Conséquences militaires et logistiques de la reprise
La réouverture de l’axe Khartoum–El-Obeid modifie temporairement l’équilibre logistique sur le terrain. Pour l’armée, il s’agit d’une opportunité pour renforcer les positions, réapprovisionner des garnisons et organiser des évacuations sanitaires et humanitaires. Pour les RSF, la perte d’un corridor de ravitaillement pourrait compliquer la projection de forces et la maintenance de blocus autour de centres urbains. Toutefois, la simple annonce d’une reprise ne garantit pas un contrôle stable et durable : les combats de rue, l’utilisation de postes arrière et la présence de mines et d’engins explosifs constituent des risques persistants qui entravent la libre circulation.
Obstacles à une cessation durable des hostilités
Malgré les gains territoriaux ponctuels, plusieurs obstacles structurels empêchent aujourd’hui la fin du conflit. La fragmentation politique et militaire au sein des forces soudanaises, l’absence d’un cessez-le-feu général et vérifiable, et la défiance mutuelle entre les belligérants rendent les négociations difficiles. Les accusations réciproques de crimes et d’abus alimentent un cycle de représailles. Par ailleurs, l’accès humanitaire reste souvent bloqué par l’insécurité et les contrôles sur les routes, ce qui limite la capacité des organisations à répondre aux besoins immédiats de la population.

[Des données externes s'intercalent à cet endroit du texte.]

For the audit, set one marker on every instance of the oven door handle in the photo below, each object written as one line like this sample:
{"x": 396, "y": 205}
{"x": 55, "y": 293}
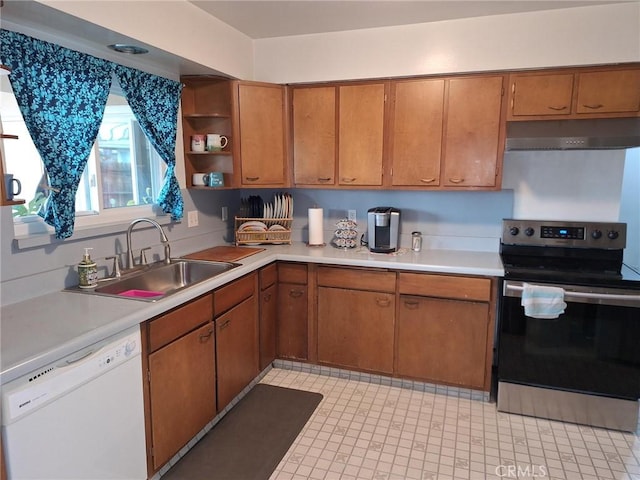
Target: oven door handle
{"x": 628, "y": 299}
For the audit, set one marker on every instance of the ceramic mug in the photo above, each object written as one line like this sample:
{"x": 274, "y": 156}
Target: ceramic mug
{"x": 12, "y": 186}
{"x": 199, "y": 179}
{"x": 197, "y": 143}
{"x": 214, "y": 179}
{"x": 216, "y": 142}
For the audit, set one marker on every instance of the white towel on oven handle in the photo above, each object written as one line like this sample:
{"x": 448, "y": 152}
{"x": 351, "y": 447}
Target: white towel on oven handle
{"x": 542, "y": 301}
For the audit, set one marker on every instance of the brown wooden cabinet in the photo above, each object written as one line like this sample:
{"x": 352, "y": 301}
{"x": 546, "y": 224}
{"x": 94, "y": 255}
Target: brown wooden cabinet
{"x": 237, "y": 337}
{"x": 361, "y": 117}
{"x": 207, "y": 108}
{"x": 314, "y": 135}
{"x": 268, "y": 314}
{"x": 473, "y": 141}
{"x": 356, "y": 315}
{"x": 181, "y": 392}
{"x": 616, "y": 91}
{"x": 445, "y": 329}
{"x": 292, "y": 340}
{"x": 415, "y": 132}
{"x": 262, "y": 128}
{"x": 541, "y": 95}
{"x": 574, "y": 93}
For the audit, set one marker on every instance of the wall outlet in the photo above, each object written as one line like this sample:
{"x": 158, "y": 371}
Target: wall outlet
{"x": 192, "y": 218}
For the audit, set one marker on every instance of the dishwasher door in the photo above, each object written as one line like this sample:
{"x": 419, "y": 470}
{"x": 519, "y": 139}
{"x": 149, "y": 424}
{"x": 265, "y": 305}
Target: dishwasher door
{"x": 80, "y": 418}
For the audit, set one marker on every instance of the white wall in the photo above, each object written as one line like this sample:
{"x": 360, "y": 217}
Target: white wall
{"x": 577, "y": 36}
{"x": 177, "y": 27}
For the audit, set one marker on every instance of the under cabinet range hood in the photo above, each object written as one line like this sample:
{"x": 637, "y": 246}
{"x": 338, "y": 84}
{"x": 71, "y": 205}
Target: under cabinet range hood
{"x": 592, "y": 134}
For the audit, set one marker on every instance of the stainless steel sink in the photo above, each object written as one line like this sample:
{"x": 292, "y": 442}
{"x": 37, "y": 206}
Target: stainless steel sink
{"x": 161, "y": 280}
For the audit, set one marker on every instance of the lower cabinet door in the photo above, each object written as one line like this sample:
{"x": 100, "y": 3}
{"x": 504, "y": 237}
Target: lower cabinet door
{"x": 292, "y": 321}
{"x": 268, "y": 325}
{"x": 236, "y": 350}
{"x": 355, "y": 329}
{"x": 443, "y": 341}
{"x": 182, "y": 391}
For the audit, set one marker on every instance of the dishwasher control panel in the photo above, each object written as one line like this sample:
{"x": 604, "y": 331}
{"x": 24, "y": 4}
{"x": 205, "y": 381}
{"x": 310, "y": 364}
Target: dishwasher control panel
{"x": 32, "y": 391}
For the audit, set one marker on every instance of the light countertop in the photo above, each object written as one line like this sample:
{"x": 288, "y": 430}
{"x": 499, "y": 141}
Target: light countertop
{"x": 36, "y": 332}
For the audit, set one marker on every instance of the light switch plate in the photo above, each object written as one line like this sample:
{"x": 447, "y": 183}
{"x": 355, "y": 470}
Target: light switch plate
{"x": 192, "y": 218}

Voies humanitaires et diplomatiques pour la suite
Pour transformer un gain tactique en amélioration tangible pour la population, plusieurs mesures sont nécessaires de manière urgente : la mise en place de couloirs humanitaires sécurisés, des accords ponctuels de cessez-le-feu pour permettre l’acheminement des vivres et des soins, et la présence d’observateurs neutres pour superviser le respect des engagements. Des initiatives diplomatiques coordonnées, impliquant des acteurs régionaux et des organisations internationales, sont indispensables pour relancer un processus de négociation inclusif. Le rétablissement des services publics et la reconstruction des infrastructures sanitaires et éducatives exigeront un effort soutenu et des financements à long terme.
Les déclarations sur la reprise de l’axe routier offrent une lueur d’espoir tactique mais ne suffisent pas à mettre fin à une crise aux dimensions humanitaires et politiques profondes. Sans mesures de protection, d’accès durable à l’aide et d’engagements politiques concrets, des centaines de milliers de civils resteront pris au piège des combats et de la privation. Les prochaines étapes dépendront autant de la capacité des parties à respecter des cessez-le-feu temporaires que de la mobilisation internationale pour soutenir un plan de sortie de crise et la relance des services essentiels.